Возвращаясь к начальным этапам формирования клинического направления в изучении умственной отсталости, следует, однако, отметить и скептические оценки практической пользы этиологических классификаций, принадлежащие некоторым их авторам, видным психиатрам конца XIX начала ХХ века. В частности, итальянский психиатр Санте де Санктис приходит к выводу, что «патогенез не может служить основанием для классификации, так как при одном и том же патогенезе может быть различная клиническая и психологическая картина дефекта» (цит. по Х. С. Замскому, 1974, с. 44). Французский психиатр Д. Бурневиль, разработавший в свое время наиболее популярную классификацию умственной отсталости и вначале также опиравшийся на анатомо-патологические и симптоматические критерии, не считает их имеющими практическое значение и полагает, что «наибольший интерес должны представлять психолого-педагогические классификации» (там же, с. 45).
Причины подобного скепсиса сегодня вполне могут быть объяснены тогдашним уровнем представлений о патобиологических механизмах умственной отсталости, несовершенством методов исследования ее патогенеза. Однако основания для некоторого ограничения разрешающих возможностей патогенетического анализа, составляющего основу психопатологического метода диагностики, сохраняются и сегодня. Так, по данным, представленным В. В. Ковалевым и Г. С. Маринчевой (1988), от 60 % до 75 % детей с легкой степенью умственной отсталости могут быть отнесены к категории пациентов с так называемой недифференцированной олигофренией, то есть таких состояний психического недоразвития, при которых выделение каких-то определенных патологических воздействий на головной мозг ребенка не представляется возможным. Вместе с тем, в упомянутой работе, представляющей в обобщенном виде современную, четко систематизированную клинико-патобиологическую характеристику олигофрении, подобные случаи убедительно интерпретируются как этиологически гетерогенная умственная отсталость, в структуре которой вероятность патогенного влияния биологических и средовых факторов представляется равновеликой. Такая этиологическая версия уменьшает детерминирующее значение биологических факторов в генезе олигофрении, одновременно допуская возможность ее преимущественно средового, хотя и сложноопосредованного происхождения.

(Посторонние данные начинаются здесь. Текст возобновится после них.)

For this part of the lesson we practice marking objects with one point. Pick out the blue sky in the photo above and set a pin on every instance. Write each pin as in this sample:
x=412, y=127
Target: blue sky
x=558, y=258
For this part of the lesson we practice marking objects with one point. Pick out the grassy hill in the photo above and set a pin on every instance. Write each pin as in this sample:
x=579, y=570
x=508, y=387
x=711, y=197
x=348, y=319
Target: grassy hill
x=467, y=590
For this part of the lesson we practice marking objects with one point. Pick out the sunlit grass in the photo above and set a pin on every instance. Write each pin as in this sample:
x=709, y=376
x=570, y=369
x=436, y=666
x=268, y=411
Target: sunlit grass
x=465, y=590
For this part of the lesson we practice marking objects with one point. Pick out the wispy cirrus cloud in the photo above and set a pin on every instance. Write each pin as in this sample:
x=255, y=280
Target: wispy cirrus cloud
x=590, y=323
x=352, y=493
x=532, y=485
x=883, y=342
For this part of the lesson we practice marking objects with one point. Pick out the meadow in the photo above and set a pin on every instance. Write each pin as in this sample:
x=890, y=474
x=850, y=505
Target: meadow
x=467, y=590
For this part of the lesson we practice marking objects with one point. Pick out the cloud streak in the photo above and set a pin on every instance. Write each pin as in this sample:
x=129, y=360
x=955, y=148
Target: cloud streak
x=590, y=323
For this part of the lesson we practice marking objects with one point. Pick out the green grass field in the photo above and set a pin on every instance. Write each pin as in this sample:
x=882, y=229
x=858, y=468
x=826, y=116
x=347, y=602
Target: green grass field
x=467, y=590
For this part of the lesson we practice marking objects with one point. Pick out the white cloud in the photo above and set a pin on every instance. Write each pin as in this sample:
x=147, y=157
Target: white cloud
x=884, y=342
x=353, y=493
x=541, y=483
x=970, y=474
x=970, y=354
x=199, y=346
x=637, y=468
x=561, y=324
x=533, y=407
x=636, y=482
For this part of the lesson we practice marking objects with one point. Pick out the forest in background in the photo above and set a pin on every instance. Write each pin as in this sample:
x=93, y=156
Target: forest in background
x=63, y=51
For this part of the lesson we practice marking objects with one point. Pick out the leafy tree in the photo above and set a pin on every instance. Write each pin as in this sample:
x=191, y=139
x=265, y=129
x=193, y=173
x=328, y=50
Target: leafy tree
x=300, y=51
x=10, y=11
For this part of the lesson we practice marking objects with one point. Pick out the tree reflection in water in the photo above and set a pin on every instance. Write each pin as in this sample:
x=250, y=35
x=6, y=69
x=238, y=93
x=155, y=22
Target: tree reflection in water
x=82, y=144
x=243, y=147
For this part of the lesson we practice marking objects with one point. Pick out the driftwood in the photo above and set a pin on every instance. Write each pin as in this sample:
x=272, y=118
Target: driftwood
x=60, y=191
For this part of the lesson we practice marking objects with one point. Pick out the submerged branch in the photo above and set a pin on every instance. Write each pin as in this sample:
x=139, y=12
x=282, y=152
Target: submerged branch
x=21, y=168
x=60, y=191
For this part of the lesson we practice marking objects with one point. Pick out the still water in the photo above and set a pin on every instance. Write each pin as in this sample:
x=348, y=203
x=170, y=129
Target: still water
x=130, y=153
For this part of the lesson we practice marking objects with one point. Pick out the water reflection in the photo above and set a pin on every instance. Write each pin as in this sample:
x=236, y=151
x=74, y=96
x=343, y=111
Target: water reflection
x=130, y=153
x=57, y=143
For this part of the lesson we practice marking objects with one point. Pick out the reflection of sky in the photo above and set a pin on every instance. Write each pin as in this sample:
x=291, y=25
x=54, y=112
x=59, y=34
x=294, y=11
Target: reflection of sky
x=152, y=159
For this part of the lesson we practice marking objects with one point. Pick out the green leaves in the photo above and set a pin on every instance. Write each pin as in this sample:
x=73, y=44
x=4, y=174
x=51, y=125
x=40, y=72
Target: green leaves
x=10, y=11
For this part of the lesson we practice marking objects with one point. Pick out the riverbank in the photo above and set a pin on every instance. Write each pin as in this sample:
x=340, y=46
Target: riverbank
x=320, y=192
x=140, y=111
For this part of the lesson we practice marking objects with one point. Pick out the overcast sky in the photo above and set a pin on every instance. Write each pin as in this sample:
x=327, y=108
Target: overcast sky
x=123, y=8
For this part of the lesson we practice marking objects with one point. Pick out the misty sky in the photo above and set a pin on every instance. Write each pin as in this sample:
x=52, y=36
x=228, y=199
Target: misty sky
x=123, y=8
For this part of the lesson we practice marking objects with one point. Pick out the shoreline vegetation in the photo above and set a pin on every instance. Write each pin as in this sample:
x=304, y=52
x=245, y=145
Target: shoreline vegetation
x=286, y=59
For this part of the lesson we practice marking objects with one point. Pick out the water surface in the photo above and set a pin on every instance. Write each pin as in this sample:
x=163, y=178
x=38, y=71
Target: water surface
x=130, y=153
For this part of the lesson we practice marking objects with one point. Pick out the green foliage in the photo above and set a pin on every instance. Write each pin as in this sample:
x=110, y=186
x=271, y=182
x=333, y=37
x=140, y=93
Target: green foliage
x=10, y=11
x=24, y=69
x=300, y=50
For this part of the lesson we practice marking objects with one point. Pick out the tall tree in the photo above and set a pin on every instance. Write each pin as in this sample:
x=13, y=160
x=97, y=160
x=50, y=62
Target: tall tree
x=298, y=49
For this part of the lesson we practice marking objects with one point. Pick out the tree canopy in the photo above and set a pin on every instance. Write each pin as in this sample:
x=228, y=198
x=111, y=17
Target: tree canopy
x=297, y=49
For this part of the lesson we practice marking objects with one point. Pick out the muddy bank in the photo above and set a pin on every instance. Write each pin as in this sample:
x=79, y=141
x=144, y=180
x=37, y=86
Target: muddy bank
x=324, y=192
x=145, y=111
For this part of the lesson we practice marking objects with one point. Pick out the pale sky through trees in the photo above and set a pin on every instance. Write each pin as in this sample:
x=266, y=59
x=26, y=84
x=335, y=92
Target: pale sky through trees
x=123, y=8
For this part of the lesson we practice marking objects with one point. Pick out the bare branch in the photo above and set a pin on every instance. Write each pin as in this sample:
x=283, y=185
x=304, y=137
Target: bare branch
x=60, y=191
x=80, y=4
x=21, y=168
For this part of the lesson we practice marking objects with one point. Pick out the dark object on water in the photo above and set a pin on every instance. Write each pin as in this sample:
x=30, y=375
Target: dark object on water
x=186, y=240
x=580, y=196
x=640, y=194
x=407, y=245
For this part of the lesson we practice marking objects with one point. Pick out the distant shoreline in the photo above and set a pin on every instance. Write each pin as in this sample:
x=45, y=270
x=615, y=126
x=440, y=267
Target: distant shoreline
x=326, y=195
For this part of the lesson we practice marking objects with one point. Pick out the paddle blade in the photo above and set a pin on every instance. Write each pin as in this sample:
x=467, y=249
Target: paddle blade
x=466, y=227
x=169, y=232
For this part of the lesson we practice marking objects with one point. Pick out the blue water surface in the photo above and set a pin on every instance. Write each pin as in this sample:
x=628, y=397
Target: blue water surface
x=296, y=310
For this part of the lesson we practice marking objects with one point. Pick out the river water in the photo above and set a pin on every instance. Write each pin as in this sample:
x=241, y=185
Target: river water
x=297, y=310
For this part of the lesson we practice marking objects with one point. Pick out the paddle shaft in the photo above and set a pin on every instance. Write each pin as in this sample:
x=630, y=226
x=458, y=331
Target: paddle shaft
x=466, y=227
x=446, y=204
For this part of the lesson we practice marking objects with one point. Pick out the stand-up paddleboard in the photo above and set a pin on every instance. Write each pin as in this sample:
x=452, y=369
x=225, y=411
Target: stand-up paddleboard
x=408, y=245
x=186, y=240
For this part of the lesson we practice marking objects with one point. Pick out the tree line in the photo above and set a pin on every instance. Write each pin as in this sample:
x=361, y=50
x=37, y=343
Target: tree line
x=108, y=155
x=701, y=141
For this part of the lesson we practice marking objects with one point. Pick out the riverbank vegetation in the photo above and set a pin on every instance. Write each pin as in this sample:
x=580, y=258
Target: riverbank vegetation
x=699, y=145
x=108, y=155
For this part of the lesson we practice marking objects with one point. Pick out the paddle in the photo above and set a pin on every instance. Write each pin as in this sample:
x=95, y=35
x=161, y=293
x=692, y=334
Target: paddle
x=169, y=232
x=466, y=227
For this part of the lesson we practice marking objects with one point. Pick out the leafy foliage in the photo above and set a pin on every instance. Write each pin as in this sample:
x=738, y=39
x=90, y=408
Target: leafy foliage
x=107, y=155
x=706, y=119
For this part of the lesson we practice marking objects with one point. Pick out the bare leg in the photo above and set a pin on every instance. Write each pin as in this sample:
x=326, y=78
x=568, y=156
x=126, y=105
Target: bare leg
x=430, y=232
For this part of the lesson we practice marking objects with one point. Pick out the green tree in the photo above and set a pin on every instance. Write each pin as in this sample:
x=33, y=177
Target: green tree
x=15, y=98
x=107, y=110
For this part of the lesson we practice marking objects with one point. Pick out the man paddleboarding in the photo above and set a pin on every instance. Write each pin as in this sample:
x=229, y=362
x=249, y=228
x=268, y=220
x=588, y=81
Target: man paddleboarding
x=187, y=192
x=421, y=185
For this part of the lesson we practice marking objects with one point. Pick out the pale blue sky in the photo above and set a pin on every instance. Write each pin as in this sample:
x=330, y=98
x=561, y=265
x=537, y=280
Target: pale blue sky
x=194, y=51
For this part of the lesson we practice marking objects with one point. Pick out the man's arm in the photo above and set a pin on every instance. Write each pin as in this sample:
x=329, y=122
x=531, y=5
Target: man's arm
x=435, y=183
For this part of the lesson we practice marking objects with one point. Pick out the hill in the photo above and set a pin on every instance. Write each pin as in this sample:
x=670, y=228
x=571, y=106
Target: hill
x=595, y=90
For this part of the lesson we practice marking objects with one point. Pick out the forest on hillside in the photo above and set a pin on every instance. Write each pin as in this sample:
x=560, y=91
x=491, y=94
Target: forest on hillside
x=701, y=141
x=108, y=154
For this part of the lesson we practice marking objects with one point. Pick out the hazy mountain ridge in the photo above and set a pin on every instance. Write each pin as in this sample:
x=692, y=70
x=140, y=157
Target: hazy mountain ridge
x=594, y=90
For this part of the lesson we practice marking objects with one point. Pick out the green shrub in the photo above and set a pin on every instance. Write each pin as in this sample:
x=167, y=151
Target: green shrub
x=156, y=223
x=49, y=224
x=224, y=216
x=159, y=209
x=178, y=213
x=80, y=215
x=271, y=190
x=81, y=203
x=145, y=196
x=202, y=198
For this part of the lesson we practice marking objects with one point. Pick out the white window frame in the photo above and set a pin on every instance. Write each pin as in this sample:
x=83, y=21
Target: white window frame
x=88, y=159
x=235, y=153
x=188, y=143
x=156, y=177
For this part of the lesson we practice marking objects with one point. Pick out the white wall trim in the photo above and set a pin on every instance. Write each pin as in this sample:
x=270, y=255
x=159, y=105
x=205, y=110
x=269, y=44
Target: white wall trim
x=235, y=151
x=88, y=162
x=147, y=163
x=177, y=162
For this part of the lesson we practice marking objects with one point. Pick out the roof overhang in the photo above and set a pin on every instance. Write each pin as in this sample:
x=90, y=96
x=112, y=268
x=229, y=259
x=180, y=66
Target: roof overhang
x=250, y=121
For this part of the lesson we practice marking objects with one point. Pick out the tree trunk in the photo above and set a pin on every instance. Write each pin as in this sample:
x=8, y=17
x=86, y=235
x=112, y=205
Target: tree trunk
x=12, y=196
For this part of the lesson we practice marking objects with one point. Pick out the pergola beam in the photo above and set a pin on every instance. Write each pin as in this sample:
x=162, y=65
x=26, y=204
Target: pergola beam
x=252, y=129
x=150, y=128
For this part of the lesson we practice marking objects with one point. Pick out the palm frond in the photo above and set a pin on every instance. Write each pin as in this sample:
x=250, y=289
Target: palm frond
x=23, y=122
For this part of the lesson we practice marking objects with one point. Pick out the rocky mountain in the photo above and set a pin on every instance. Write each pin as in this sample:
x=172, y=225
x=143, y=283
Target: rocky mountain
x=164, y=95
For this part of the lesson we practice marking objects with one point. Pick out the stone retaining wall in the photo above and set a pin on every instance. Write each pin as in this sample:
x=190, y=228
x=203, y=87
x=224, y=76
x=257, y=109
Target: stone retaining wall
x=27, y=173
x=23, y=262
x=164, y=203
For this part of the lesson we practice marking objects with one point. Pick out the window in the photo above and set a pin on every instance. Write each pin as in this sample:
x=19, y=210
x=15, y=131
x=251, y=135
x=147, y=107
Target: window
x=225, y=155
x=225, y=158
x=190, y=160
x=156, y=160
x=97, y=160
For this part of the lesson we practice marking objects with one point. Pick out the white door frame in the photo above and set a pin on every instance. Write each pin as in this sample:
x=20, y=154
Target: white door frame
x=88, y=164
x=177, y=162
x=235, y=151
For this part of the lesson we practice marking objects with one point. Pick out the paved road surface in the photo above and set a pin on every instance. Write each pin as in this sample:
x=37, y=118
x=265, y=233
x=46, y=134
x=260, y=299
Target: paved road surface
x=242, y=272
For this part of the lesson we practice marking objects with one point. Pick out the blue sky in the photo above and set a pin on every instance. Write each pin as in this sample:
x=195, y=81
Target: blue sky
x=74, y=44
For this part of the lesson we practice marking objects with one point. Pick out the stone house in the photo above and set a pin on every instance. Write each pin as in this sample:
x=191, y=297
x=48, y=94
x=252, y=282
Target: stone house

В этой связи следует вспомнить, что уже в самых ранних классификациях умственной отсталости выделялись категории детей, у которых психическое недоразвитие определялось дефицитом или неадекватностью воспитательных воздействий. Однако если такие дети описывались скорее как вариант субнормального развития в контексте весьма аморфных определений умственной отсталости, то в упомянутой выше работе речь идет именно об олигофрении, хотя и недифференцированной.
В методологическом отношении такая концептуальная конструкция представляется вполне обоснованной. Однако использование ее на практике содержит в себе угрозу как гипер- так и гиподиагностики олигофрении, критерии выделения которой утрачивают необходимую клиническую определенность. Несколько забегая вперед, следует отметить, что это обстоятельство не имело бы принципиального значения в иных странах, где процесс выделения легких форм умственной отсталости ориентирован не на медико-биологические параметры, не на клинический диагноз, а на выявление реальных возможностей и затруднений ребенка, обнаруживаемых им в процессе воспитания, обучения и социальной адаптации. В системе помощи аномальным детям, сложившейся в нашем государстве, обязательным основанием для направления ребенка во вспомогательную школу является, как известно, диагноз «олигофрения». В этой связи диагностические ошибки порождают у детей с легкими нарушениями психического развития ряд специфических и весьма серьезных проблем, многократно обсуждавшихся не только в специальной литературе, но в последние годы и в средствах массовой информации. Вероятность же диагностических ошибок до настоящего времени остается достаточно высокой. В числе их причин по-прежнему фигурируют общеизвестные недостатки в существующей системе отбора детей в специальные школы, распространяющиеся как на организационные, так и на содержательные аспекты диагностики. С одной стороны, это дефицит времени, отводимого на обследование ребенка в условиях медико-педагогических комиссий. С другой стороны, это сохранение общей концепции отбора, опирающейся на патобиологические приоритеты и, соответственно, на ведущую роль врачебных оценок и диагноза, продуктивных лишь в отношении явно выраженных признаков интеллектуальной недостаточности, сочетающихся еще и с органическими симптомами поражения ЦНС.